Whatever his origins, Wyndham undoubtedly travelled to North America and served in the Union Army during the Civil War. He was appointed command of the 1st New Jersey Cavalry Regiment in February 1862, and his regiment spent the early spring defending Washington, D.C.. By May, Wyndham and the 1st New Jersey Cavalry were in George D. Bayard's cavalry brigade in Irvin McDowell's Dept. of the Rappahannock, and were sent to the Shenandoah Valley to confront Stonewall Jackson's Confederate forces. Pursuing Jackson up the valley, Wyndham was taken prisoner in a skirmish outside Harrisonburg, Virginia on 6 June 1862, but was exchanged in a prisoner swap only a few weeks later. Not paroled until August 17, however, Wyndham missed the Battle of Cedar Mountain. The 1st New Jersey Cavalry would continue to fight in Bayard's brigade, seeing action at the Battle of Thoroughfare Gap, Second Battle of Bull Run, and the Battle of Antietam. While Bayard's brigade subsequently accompanied the Union army to Fredericksburg, Virginia, Wyndham and the 1st New Jersey remained in northern Virginia, leading a reconnaissance expedition to Snicker's Gap and Berryville, Virginia.

On 9 June 1863 Wyndham was wounded at the Battle of Brandy Station, and thereafter he served in Washington, D. C. While there, his namesake the English politician Percy S. Wyndham accused him of being a fraud, prompting Wyndham to give an account of his career, supported by documentary evidence. His pointed reply to the other Wyndham included the statement that
Some men make a name for themselves; others die contemplating the parents who gave them their name.

Wyndham applied for promotion to Brigadier, with a recommendation from Major-General Joseph Hooker, who said of him "I found him capable, prompt, and efficient... and with an enemy in his front, enterprising and brave". However, he was refused the promotion, after a fellow officer had accused him of disloyalty and of considering transferring to the Confederate Army. Wyndham continued to draw his army pay until he retired from the Union's service on 5 July 1864. According to some accounts, he next commanded a military school for boys.

In 1866, Wyndham returned to Italy to continue his military service in the Royal Italian Army.
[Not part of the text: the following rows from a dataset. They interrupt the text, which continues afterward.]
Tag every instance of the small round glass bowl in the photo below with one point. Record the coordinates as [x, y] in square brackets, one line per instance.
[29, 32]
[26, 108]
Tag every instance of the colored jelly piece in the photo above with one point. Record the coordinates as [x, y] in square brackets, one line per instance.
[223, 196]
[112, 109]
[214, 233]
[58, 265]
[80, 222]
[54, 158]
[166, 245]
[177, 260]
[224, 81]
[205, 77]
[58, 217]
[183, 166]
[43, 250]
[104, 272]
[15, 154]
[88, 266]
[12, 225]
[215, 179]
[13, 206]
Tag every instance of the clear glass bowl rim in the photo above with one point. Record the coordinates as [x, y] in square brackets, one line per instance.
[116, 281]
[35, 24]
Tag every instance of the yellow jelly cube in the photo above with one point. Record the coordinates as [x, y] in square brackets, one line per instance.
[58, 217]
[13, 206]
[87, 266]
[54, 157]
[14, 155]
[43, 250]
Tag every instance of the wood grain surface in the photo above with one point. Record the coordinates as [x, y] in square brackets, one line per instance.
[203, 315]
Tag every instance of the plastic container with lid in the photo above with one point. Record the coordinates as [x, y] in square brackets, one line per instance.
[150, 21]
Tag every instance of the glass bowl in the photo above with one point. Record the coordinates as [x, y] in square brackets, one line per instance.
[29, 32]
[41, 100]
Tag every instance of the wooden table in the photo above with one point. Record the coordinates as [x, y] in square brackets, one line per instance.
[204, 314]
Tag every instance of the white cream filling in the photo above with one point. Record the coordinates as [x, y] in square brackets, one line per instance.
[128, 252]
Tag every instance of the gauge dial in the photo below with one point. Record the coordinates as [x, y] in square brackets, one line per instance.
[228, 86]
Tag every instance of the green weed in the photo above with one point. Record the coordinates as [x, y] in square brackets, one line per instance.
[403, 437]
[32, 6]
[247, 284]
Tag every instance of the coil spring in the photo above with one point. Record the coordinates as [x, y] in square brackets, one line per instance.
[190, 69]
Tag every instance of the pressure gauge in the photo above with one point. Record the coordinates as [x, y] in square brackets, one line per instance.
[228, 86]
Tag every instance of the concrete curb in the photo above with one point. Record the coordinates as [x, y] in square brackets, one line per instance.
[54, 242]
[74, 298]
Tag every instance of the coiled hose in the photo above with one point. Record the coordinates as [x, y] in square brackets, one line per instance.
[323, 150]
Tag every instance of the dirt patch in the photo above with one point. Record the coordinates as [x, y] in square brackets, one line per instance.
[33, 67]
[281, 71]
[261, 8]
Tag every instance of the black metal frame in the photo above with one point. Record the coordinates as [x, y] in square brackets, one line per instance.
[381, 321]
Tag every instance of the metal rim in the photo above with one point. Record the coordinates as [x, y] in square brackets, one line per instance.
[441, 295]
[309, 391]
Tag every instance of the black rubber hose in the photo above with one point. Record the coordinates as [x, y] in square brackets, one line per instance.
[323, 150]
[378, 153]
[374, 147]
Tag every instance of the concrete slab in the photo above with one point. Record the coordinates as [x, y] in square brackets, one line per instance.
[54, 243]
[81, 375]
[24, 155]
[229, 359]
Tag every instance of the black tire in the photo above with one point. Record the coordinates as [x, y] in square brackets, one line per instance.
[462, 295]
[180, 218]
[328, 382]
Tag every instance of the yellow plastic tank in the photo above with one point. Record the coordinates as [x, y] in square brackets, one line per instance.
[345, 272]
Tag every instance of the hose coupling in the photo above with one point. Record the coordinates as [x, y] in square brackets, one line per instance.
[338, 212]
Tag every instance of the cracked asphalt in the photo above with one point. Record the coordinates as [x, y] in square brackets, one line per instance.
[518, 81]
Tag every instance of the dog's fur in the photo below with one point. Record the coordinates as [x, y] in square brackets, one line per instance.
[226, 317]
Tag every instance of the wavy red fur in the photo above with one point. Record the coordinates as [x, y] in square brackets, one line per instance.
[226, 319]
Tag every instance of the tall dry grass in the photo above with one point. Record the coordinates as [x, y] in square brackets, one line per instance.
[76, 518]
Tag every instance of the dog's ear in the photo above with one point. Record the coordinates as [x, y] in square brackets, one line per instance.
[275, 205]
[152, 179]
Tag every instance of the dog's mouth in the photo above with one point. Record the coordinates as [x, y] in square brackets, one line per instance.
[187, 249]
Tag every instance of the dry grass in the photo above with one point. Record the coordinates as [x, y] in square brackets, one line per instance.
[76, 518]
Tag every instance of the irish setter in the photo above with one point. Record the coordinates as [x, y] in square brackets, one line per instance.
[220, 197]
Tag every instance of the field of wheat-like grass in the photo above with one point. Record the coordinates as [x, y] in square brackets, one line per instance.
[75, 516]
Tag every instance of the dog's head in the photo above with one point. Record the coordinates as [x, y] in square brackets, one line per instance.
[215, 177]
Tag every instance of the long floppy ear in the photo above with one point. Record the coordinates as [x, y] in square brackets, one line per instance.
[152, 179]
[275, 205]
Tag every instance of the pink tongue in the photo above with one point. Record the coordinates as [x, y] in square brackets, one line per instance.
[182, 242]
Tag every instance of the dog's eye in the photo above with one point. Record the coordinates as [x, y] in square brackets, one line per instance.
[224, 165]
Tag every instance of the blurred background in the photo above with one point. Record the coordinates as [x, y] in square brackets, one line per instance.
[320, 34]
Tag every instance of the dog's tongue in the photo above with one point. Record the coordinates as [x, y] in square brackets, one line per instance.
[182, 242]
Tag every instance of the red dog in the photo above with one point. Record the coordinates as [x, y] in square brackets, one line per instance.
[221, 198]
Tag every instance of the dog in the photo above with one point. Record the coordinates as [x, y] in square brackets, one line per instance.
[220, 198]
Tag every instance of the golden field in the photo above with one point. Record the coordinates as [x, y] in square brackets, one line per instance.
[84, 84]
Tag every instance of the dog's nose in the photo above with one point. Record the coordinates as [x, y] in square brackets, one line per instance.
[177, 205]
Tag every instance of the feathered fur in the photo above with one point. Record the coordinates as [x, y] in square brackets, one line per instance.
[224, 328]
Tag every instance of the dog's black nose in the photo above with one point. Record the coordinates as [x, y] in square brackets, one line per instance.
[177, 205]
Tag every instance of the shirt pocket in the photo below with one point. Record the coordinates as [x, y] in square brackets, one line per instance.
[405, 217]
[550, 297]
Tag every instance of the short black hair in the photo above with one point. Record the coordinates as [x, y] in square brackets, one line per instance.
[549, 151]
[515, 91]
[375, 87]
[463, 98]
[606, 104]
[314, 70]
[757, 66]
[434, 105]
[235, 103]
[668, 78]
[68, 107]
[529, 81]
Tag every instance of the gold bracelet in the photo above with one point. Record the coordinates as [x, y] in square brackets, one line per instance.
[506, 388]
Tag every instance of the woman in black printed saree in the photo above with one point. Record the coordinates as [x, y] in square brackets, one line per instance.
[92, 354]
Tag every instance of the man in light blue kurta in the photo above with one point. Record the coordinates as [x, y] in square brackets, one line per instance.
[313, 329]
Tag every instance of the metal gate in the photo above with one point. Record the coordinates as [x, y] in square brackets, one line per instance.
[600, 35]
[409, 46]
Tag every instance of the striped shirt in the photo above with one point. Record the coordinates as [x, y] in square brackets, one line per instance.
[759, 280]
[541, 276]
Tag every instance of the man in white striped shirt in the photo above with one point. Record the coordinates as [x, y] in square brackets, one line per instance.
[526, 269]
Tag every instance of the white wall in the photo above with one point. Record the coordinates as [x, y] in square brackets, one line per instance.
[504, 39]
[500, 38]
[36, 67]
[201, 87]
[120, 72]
That completed, after several failed business ventures he journeyed to India where, after selling his military decorations to support himself, he took to giving hot air ballooning demonstrations to earn a living. On 27 January 1879 he was killed when his balloon burst open and fell from a height of about three hundred feet into a lake near Rangoon, Burma. A newspaper there reported his death, concluding "Thus ended a singular and adventurous career".He is buried in England

His death was noted as far away as the Highlands of Scotland, here is a report from The Inverness Courier, February 6th 1879. All spelling, punctuation and capitalisation as per the original publication.

"THROWN FROM A BALLOON. News of a sad accident comes from Rangoon. Colonel Percy Wyndham, a gentleman well known in Calcutta and Rangoon, announced an ascent in a balloon of his own construction. After attaining a height of about 500 feet the balloon burst, and the unfortunate aeronaut fell into the Royal lake, whence he was extricated quite dead. Colonel Percy Wyndham was a distinguished soldier of fortune. He served with great credit under General Garibaldi, and the Northern Army during the American War. He came to Calcutta some years ago, where he established a successful comic paper, then he became impresario of the opera, next he entered the services of the King of Burma as Commander-in-Chief. Soon, however, quarrelling with that potentate, he went to Rangoon, where his characteristic death closed a career more chequered than falls the lot of many in this commonplace age."